System and Hardware Requirements

Note:  Mari increases its level of performance with newer, more advanced hardware configurations. However, Mari is tested and capable of operating on many older, prior-generation systems. For this reason we are listing below-minimum requirements, recommended, and on which tests have been performed. Your particular needs may vary from that of other users.

System Requirements

Officially Supported Operating Systems

Windows 10 64-bit

Windows 11 64-bit

Linux 64-bit operating system (Rocky/RHEL 9)

For a full list of minimum and recommended hardware specifications and tested GPUs, see the Mari technical specification on our website:

What Hardware to Use for Mari

This section introduces which Mari features use which pieces of hardware. The following are hardware suggestions to improve Mari performance.

Article:  Take a look at the Optimising your Mari projects for best performance article.

GPU - Speed and number of cores

The GPU is used for rendering and also for baking out results to textures. Faster GPUs can render a heavier scene at a better frame rate and shorten the waiting time for baking to textures, such as flattening layers, merging layers, and converting procedural to paintable.

GPU - Memory

The more GPU memory you have, the easier it is to paint more details in general. The two main features that use a lot of GPU memory are the following:

Paint Buffer - If you have a lot of GPU memory, you can set the Buffer Size (paint buffer's resolution) higher and/or set the Color Depth (bit depth) of the paint buffer higher (16- or 32-bit instead of 8-bit). A higher resolution paint buffer allows Mari to put more details without having to repeatedly zoom, paint, and bake. If the paint buffer is set to a higher Color Depth, it prevents stepping especially for displacement maps.

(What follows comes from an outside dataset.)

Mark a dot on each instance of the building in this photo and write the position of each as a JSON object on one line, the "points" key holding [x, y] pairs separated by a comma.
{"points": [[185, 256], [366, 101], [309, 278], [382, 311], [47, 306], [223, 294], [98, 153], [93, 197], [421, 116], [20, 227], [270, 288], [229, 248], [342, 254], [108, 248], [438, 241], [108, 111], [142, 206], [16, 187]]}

Note:  To configure the paint buffer, see Configuring the Paint Buffer

Virtual Texture Atlas - Mari uses virtual texturing to contain a large texture data into GPU Memory. However, the virtual texture is limited. If Mari can't process all of the data in a timely manner, it starts using lower resolution mipmaps.

If you have a lot of GPU memory, you can set the Resolution (virtual texture size) to a high resolution so that Mari can render a really heavy scene with, for instance, a scene with lots of layers, UDIMs, and/or fragmented UV bits.

Note:  To set the Resolution, see Mari Preferences Dialog

Article:  Take a look at the Calculating your GPU memory usage for Virtual Textures in Mari article.

GPU Requirements for the Bakery

In order to use the Bakery, at a minimum your graphics card must support GPU-accelerated Ray Tracing. Cards with dedicated Ray Tracing hardware (e.g. anything with ‘RTX’ in the name for NVIDIA cards, and AMD 6000/7000 families) are supported, but some older cards such as the NVIDIA GTX 1080 line also support Ray Tracing and have been tested with the Bakery.

Using multiple GPUs for baking is also supported.

If you are unsure if a specific card has been tested or want to check whether we expect it to work, please contact and we will be happy to investigate for you.


In general, a moderate quad-core processor should be 'good enough', but some non-GPU operations benefit from more cores or faster CPUs. The following are examples of non-GPU operations in Mari:

Ambient occlusion calculation

Whole patch bleed

Tile level bleed after baking

Changing bit-depth of a channel

Changing resolutions of textures


4GB of RAM is sufficient to run Mari, but a RAM of 8GB is better for more stable operations especially if you're running other 3D applications. If you want to work with heavy scenes, it's recommended to have as much RAM as possible.

Ultimately, all data in Mari is cached to disk, so even if you don't have a lot of RAM, Mari still runs properly, but there is more disk reading. The areas where Mari uses a lot of RAM are:

General application (UI, application logic, and so on), and

The texture data loaded into the RAM from a disk stays in the RAM, but is removed from the RAM in Least Recently Used (LRU) cache.


A solid-state disk (SSD) is highly recommended. Lengthy operations are often bottle-necked by disk writing so having an SSD greatly helps reduce the time taken. Regardless of the data processed by CPU or GPU, the resulting data is ultimately written to disk.

If your project is light, for example, it uses a few UDIMs with up to 4k textures, an SSD may not make a big difference.

Note:  Scratch space has not been tested yet. Mari manages its own data by keeping the recent data in RAM using a Least Recently Used (LRU) algorithm while all data is written to a disk.